巨大なH3有人バージョンの先端に取り付けられたジェミニ改2に入る3人。
まず松本飛行士が操縦席の椅子の間から増設席に入る。
(これ設計ミスだよな)
と思いながら、狭い隙間に無理に体を通して入っていく。
整備士が椅子の位置を直し、左座席に川名飛行士、右座席に井之頭船長が座る。
シートベルトを締めた事を確認し、整備士がハッチを外から閉める。
井之頭船長がスイッチを切り替え、ジェミニ改2の各機器に供給される電気が、ケーブルを使った外部電源から宇宙船のバッテリーに切り替えられた。
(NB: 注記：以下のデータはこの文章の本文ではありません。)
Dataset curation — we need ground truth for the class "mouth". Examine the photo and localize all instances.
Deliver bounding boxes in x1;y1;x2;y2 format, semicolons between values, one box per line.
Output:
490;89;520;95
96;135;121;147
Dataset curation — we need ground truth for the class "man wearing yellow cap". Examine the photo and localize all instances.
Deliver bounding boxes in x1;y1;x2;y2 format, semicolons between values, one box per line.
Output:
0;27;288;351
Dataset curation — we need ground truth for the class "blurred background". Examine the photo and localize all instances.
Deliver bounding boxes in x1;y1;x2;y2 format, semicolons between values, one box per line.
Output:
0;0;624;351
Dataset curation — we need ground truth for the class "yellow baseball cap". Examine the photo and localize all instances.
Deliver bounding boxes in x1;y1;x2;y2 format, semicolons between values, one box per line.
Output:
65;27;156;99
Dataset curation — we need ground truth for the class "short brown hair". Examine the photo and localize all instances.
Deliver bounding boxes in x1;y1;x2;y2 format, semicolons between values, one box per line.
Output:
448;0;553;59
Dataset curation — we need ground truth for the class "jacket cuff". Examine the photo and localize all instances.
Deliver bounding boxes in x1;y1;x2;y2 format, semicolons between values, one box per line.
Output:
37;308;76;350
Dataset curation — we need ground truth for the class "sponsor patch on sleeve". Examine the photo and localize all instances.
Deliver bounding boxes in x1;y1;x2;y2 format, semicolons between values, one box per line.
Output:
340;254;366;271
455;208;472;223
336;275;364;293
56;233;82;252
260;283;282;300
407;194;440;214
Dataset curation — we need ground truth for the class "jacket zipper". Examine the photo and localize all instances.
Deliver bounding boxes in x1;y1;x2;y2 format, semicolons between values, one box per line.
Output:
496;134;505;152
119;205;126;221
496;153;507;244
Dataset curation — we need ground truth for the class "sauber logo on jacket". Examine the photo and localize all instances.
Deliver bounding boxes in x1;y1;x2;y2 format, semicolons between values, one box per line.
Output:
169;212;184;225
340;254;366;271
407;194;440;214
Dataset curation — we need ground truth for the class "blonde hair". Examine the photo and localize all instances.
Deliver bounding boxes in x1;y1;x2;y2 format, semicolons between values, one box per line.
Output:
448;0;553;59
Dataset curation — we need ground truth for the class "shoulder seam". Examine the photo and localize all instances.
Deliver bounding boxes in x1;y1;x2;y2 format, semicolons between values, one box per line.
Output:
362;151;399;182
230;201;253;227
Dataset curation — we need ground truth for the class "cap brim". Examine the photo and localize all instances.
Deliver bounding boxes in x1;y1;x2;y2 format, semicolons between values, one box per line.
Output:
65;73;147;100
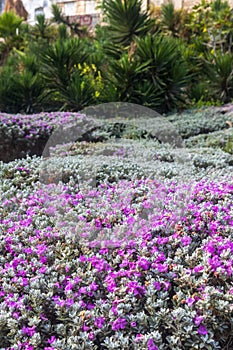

いよいよ発射10分前、600秒からのカウントダウンが始まる。
数字が10となった時に振動が来る。
燃料の噴射が始まった。
5秒前、点火のアナウンスが聞こえる。
振動がさらにパワフルになる。
カウントゼロ、打上のアナウンスで体が重くなる。
このまま3分、180秒程加速が続く。
そして気が付いたら、もう宇宙空間であった。
ミッションスペシャリスト2人が初の宇宙に圧倒されている間にも、井之頭船長は操縦で忙しい。
ジェミニ改2の下に搭載されている多目的機「のすり」とドッキングする。
連結状態で姿勢を変更し、宇宙ステーションへの軌道に乗る。
遠隔操作で「のすり」のシステムを起動させる。
異常皆無を確認し、「のすり」側ロックを解除。
「じゃあ、松本君はベルト外して、与圧服脱いだら、ドッキングハッチ開いて。
そこ狭いだろうから、『のすり』の方に移動して。
川名さんも座席ずらして、貨物室の方に移動していいですよ。
慣性飛行に移行したから、今日はもう何もすること無いので」
宇宙ステーションまで、あと約1日の行程であった。